O REI CAOLHO NA TERRA DOS CEGOS

Fazia já muito tempo que ninguém ponhava os pés naquela terra perdida, onde seus habitantes eram cegos tontos e outros poucos até que bem arteiros, mas a verdade é que não se via um que não fosse cego. Muitos diziam que a terra era ezuberante, porém, amaldiçoada e todo aquele que contemplasse sua beleza ficaria cego para o resto de sua vida.

Certo dia, um homem andava a cambalear por aquelas bandas, fazia dias que se perdera do caminho de casa e não comia e nem dormia direito e por isso só conseguia manter um olho aberto. Até que se deparou com belas e elevadas árvores que quase alcançavam as nuvens e seus frutos eram fresquinhos e davam água na boca só de olhar! O homem, como estava com muita fome, escalou o tronco de uma árvore e apanhou uma deliciosa manga e se deliciou. De repente, sua visão começou a embaraçar, no entanto, ele continuou caminhando e mais à frente se surpreendeu com um rio de águas clarinhas e ficou a observar, encantado, e admirou as flores e os pássaros e a cascata, até que perdeu totalmente a visão do olho esquerdo, já que o outro estava caído de sono. E cego de um olho ele seguiu por aquele caminho, foi tropeçando em galhos e pedras e ignorando toda a paisagem, não porque queria, mas por razão de que não conseguia abrir o olho, se esforçava, mas o sono era demasiado. Sem mais suportar, o homem caiu e adormeceu.

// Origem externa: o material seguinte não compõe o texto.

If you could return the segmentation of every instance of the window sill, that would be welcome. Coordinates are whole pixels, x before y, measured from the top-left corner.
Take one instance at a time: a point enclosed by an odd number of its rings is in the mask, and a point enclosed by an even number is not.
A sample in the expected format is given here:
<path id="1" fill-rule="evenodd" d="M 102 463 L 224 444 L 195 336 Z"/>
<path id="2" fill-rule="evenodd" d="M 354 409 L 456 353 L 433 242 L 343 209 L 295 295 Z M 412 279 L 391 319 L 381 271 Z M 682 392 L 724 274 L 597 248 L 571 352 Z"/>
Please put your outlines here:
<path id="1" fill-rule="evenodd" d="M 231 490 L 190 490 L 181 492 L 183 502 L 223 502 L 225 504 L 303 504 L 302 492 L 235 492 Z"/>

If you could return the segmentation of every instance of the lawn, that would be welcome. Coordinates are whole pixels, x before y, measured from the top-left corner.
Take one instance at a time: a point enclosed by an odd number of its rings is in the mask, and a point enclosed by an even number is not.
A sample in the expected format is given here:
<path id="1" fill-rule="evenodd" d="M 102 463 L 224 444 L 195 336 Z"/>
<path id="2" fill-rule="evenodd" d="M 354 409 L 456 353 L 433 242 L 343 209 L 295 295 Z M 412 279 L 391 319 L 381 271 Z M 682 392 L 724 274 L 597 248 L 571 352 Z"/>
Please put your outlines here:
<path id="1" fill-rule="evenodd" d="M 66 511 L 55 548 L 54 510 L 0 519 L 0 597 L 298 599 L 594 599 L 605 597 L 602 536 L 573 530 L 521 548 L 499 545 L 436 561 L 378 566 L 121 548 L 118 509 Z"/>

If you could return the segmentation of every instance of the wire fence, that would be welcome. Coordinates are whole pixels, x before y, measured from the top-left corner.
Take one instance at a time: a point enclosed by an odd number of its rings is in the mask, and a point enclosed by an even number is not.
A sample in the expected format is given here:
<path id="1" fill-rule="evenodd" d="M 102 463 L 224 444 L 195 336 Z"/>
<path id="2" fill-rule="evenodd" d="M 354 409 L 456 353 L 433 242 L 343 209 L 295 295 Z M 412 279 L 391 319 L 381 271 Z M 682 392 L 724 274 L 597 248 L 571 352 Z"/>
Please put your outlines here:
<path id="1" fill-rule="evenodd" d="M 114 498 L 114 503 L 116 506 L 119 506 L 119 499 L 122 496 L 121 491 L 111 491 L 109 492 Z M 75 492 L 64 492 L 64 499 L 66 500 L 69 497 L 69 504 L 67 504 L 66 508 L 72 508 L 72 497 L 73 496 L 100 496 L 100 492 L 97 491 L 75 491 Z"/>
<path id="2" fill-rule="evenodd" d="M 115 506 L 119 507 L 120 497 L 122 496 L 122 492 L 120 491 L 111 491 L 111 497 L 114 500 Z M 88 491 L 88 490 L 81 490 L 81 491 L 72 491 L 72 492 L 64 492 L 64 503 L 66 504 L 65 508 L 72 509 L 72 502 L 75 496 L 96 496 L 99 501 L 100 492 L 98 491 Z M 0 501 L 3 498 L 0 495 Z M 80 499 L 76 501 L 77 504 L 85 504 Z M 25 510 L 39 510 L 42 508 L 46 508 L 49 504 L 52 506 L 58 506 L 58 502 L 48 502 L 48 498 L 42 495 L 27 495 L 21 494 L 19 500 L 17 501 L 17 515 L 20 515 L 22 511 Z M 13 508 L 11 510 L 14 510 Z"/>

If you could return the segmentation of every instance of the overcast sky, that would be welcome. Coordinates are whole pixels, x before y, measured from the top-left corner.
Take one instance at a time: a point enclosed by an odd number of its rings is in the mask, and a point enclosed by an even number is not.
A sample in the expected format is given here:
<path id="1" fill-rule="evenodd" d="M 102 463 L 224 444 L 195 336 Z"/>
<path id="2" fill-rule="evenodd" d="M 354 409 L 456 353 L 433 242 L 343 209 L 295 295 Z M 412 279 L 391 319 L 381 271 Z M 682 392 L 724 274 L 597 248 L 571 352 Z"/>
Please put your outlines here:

Tendo já dormido o bastante, o homem acordou e viu que estava num vilarejo e cegos andavam de um lado para o outro com suas bengalas e óculos escuros, mas um dos cegos ia por um mau caminho sem orientação, no quando gritou para este o homem:

- Cuidado com o tronco, meu senhor!

E o cego bateu a testa num tronco de árvore e perguntou estupefato:

- O quê? Quem disse isso?

E o homem, se aproximando, respondeu:

- Eu.

- E como você sabia que aqui tinha um tronco?

- Porque estou vendo o tronco, meu senhor.

- Como pode ver o tronco se aqui é terra de cegos?

- Quando eu vinha para cá perdi a visão de um olho porque não resisti à grande beleza da floresta, porém, caminhando com muito sono e assim sem conseguir despertar um olho, cheguei até aqui ainda enxergando com um olho.

- Mas, não devias ter também ficado cego do teu outro olho ao contemplar também este lugar?

- Não, visto que este vilarejo é muito feio e pobre.

O cego então começou a gritar:

- Ouçam, ouçam todos! Há um homem aqui que enxerga com um olho! Pensem comigo, ele não deve ser o rei dessa terra?

E todos gritaram alegremente:

- Rei! Rei! Rei! Rei!

E nomearam o homem o novo rei da terra dos cegos e tentaram o erguer, mas não conseguiam encontrá-lo, e tentavam lhe servir chá, mas serviam água suja num pinico e deixavam derramar nas calças do rei! O alfaiate se inventou de fazer roupas para sua majestade e acabou fazendo uma toalha de mesa, pensaram em construir um palácio para o rei, e terminaram construindo um mausoléu. E assim viveu o rei na terra dos cegos, sendo servido desastrosamente por cegos que orientavam cegos e faziam tudo às cegas, ouvindo perguntas como: "qual a cor do céu?" "Como é o vilarejo?" "Qual a cor de meus cabelos?" e sem poder voltar para casa, pois, se saísse do vilarejo veria a beleza no além e provavelmente se tornaria entre mil cegos mais um cego na terra perdida.